Language design for fun and profit

I've always been into (programming) language design, ever since I was involved in the Dylan programming language (an effort to bring the power of Common Lisp to a mainstream audience).  In recent years, language design has been more of a hobby for me than a work-related thing, but this month a couple different language issues have converged on me.

Something I've been stressing far too much about is forward references of static resources.  In the September CTP, {StaticResource foo} can refer to a "foo" that hasn't been defined yet -- a forward reference.  And these forward references can't be resolved until a later time, when the object being referenced actually exists, this process is called back patching.  Problem is, forward references don't always work, particularly on freezables, because by the time we do the back patching, the freezable is frozen.  After much soul searching, we concluded we couldn't make forward references work without introducing some greater evil like hideous performance or bizarre component initialization rules, so we're now planning to pull support for forward references.

I also had several discussions about whether static resources should use dynamic scoping or lexical scoping.  The intention was always to make them lexical (i.e., matching the textual structure of the document rather than the runtime tree), like almost every well-designed modern programming language.  That's not actually what we've implemented, though -- what we actually have is mostly lexical, but within resource dictionaries we use dynamic scoping.  What happens is in compiled xaml at least, resources are delay-created.  And we don't evaluate the {StaticResource} until the resource is delay-created, at which time we might find a different resource with the same name.  Oops!  I'd like to fix this, although doesn't look like we'll have time to do it in beta 2.

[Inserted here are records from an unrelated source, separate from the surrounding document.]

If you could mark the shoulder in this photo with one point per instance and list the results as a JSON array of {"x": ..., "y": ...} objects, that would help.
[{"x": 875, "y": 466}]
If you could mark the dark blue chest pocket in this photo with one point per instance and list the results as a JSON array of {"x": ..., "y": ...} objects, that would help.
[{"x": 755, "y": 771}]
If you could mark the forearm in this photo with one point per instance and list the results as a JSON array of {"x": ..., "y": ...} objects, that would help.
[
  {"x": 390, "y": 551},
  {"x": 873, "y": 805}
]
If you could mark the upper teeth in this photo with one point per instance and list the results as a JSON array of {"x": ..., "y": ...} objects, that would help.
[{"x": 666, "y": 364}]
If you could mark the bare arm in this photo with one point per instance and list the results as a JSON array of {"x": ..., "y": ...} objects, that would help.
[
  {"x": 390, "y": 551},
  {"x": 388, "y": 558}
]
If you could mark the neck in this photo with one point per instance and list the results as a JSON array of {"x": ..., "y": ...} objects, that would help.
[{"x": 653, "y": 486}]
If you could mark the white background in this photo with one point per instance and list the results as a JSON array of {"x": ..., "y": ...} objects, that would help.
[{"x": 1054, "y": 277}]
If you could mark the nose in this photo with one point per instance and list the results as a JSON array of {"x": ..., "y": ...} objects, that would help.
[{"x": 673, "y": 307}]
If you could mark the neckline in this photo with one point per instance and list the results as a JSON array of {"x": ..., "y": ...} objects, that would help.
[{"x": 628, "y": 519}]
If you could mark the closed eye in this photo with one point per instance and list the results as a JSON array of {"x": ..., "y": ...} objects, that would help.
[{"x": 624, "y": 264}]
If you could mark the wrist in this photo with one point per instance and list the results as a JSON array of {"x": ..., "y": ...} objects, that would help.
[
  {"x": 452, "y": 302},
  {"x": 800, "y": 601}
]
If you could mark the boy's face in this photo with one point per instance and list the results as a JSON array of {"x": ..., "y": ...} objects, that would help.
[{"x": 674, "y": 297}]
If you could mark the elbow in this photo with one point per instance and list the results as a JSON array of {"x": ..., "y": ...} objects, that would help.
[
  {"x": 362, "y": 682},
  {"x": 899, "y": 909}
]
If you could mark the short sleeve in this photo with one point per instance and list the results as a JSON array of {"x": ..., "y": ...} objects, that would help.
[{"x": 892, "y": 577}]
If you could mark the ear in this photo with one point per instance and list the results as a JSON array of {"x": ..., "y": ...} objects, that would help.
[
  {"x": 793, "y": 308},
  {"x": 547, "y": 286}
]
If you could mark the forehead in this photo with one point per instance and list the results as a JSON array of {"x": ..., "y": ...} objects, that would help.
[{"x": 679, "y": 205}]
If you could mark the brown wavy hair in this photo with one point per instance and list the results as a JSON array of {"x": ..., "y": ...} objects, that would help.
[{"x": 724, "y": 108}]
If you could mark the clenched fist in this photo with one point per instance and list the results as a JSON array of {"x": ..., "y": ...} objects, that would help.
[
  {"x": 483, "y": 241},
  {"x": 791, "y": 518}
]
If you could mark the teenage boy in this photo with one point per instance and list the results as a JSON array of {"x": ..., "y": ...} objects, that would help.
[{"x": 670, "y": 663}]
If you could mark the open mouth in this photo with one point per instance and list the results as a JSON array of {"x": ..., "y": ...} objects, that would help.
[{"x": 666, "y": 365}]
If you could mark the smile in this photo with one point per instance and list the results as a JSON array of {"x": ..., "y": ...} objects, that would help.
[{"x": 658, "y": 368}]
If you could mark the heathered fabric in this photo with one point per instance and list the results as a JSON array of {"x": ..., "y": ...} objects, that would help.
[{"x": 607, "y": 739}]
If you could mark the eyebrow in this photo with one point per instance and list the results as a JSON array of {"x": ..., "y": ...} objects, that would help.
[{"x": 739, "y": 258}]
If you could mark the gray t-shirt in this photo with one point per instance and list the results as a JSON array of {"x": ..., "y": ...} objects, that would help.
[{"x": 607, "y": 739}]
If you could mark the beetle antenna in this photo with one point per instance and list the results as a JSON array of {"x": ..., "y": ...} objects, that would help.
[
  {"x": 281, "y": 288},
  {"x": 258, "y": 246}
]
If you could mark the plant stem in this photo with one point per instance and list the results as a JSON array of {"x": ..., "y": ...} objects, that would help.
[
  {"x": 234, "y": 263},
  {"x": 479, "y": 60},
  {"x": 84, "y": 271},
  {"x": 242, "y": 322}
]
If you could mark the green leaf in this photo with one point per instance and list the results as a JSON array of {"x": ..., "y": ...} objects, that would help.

We have a similar dynamic vs. lexical issue with names -- eg, x:Name, Storyboard.TargetName, and Binding.ElementName.  Here, we are consistently dynamic, and we plan to stay that way.  I came reluctantly to that conclusion -- I really like lexical scoping.  But the reality is it would be a pretty big change at this point, requiring numerous API and design changes, and we're trying to stop making breaking API changes not make more of them.  Plus, there's numerous places where lexical scoping doesn't mesh well with how we currently use names, including serialization and triggers (a single trigger instance is shared by multiple instantiated templates, so we can't turn the name into a pointer at parse time as is the obvious implementation of lexical scoping).  So we're looking into cleaning up some of the places where we today don't generate fields for Name'd elements, and sticking with dynamic scoping, which in any case is nicely consistent with how data binding works.

Finally, Ian Griffith has written a series of interesting posts about the new C# 3.0 features.  Some interesting stuff there, I would never have thought anonymous types would actually be useful!